Australian chocolate manufacturer

Ernest Hillier Chocolates is an Australian chocolatier. Founded in 1914, it is Australia's first chocolate manufacturer, and its oldest privately owned chocolatier is still in operation.

The company is headquartered in Melbourne, and produces over 600 chocolate products.

==History==
Ernest Hillier moved from England to San Francisco, California, United States, in the early 1900s to learn the confectionery and soda trade. There, he and his Australian-born wife, Magdalen May, opened several restaurants; however, the majority of their establishments were destroyed in the 1906 San Francisco earthquake.

The Hilliers subsequently moved to Sydney, Australia, in 1906, where Hillier began a sequence of Australian firsts. In 1911, he opened the first soda fountain in Australia, "Hillier Refreshment Services", at the Imperial Skating Rink.

Because of the success of the soda fountain, Hillier was put in charge of catering at the amusement park at Rushcutters Bay, Sydney. That same year he also looked after Gaut's refreshment service and a fountain shop in George Street, opposite the Central railway station.

In 1914, Hillier opened his chocolatier business, providing locally made chocolate. Prior to this, all chocolate in Australia had to be imported from the U.S. and Europe. Because of the distance and climatic conditions, together with transport restrictions, the chocolate always arrived in poor condition.

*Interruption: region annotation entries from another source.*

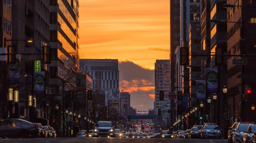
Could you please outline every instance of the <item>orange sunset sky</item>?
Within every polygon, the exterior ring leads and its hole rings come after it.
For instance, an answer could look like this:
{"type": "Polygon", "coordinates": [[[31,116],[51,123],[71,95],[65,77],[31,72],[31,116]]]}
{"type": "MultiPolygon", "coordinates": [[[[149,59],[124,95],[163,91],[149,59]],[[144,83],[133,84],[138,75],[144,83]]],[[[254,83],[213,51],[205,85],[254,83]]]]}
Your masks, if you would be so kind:
{"type": "Polygon", "coordinates": [[[79,1],[80,59],[118,59],[119,89],[139,110],[154,108],[154,64],[169,59],[148,49],[169,49],[169,1],[79,1]]]}

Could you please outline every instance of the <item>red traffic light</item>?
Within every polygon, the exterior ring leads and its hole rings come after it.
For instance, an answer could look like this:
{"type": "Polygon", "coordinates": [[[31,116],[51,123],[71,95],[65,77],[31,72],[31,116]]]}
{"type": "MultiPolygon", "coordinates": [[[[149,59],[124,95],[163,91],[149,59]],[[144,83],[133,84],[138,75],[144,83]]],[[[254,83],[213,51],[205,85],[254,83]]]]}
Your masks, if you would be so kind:
{"type": "Polygon", "coordinates": [[[251,90],[247,90],[247,94],[251,94],[251,90]]]}

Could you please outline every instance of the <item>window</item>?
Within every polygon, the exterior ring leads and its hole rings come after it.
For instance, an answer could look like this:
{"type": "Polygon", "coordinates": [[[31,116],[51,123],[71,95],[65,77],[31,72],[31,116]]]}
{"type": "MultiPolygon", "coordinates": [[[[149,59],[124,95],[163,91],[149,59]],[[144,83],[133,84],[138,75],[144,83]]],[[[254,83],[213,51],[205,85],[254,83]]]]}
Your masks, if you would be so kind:
{"type": "Polygon", "coordinates": [[[12,23],[5,17],[3,17],[3,31],[10,36],[12,36],[12,23]]]}
{"type": "Polygon", "coordinates": [[[3,0],[4,3],[8,7],[12,7],[12,0],[3,0]]]}
{"type": "Polygon", "coordinates": [[[251,17],[250,18],[250,23],[256,23],[256,17],[251,17]]]}

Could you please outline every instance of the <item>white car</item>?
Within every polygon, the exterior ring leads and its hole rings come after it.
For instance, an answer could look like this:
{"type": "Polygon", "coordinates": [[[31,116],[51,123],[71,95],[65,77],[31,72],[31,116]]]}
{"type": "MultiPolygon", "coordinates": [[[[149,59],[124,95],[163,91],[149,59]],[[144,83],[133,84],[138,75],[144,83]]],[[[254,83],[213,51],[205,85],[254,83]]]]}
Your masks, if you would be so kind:
{"type": "Polygon", "coordinates": [[[233,135],[233,143],[244,142],[243,137],[244,135],[244,132],[247,131],[249,125],[250,124],[241,123],[238,124],[237,128],[234,129],[234,133],[233,135]]]}

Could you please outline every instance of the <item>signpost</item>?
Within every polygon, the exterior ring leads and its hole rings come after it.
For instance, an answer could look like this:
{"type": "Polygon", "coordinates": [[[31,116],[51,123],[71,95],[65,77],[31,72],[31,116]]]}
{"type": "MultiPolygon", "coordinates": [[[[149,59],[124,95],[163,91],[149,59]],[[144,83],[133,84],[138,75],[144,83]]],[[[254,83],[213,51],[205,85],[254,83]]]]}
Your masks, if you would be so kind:
{"type": "Polygon", "coordinates": [[[232,60],[232,65],[247,65],[247,59],[233,59],[232,60]]]}
{"type": "Polygon", "coordinates": [[[41,71],[41,64],[40,61],[35,61],[35,72],[41,71]]]}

In the wake of the Great Depression, chocolate sales dramatically declined in Sydney; in response, Hillier moved his business to Melbourne.

Hillier sold the business later in life.

In October 2000, Hillier purchased Australian confectionery company Newman's.

==Financial problems==
Suffering financial distress, Hillier was sold to Re:Capital in 2014. The firm were unable to turn the chocolatier around and placed it in to voluntary administration in January 2015, citing rising cocoa prices and increased competition.

Hillier emerged from administration in mid-2015 and as of March 2016, was still producing chocolates from its Coburg North factory.

In June 2023, the company appointed administrators and stood down their Melbourne manufacturing site. This was due to increasing raw material costs and shipping costs impacting profit margins. The Yowie Group bought out their assets in August that year.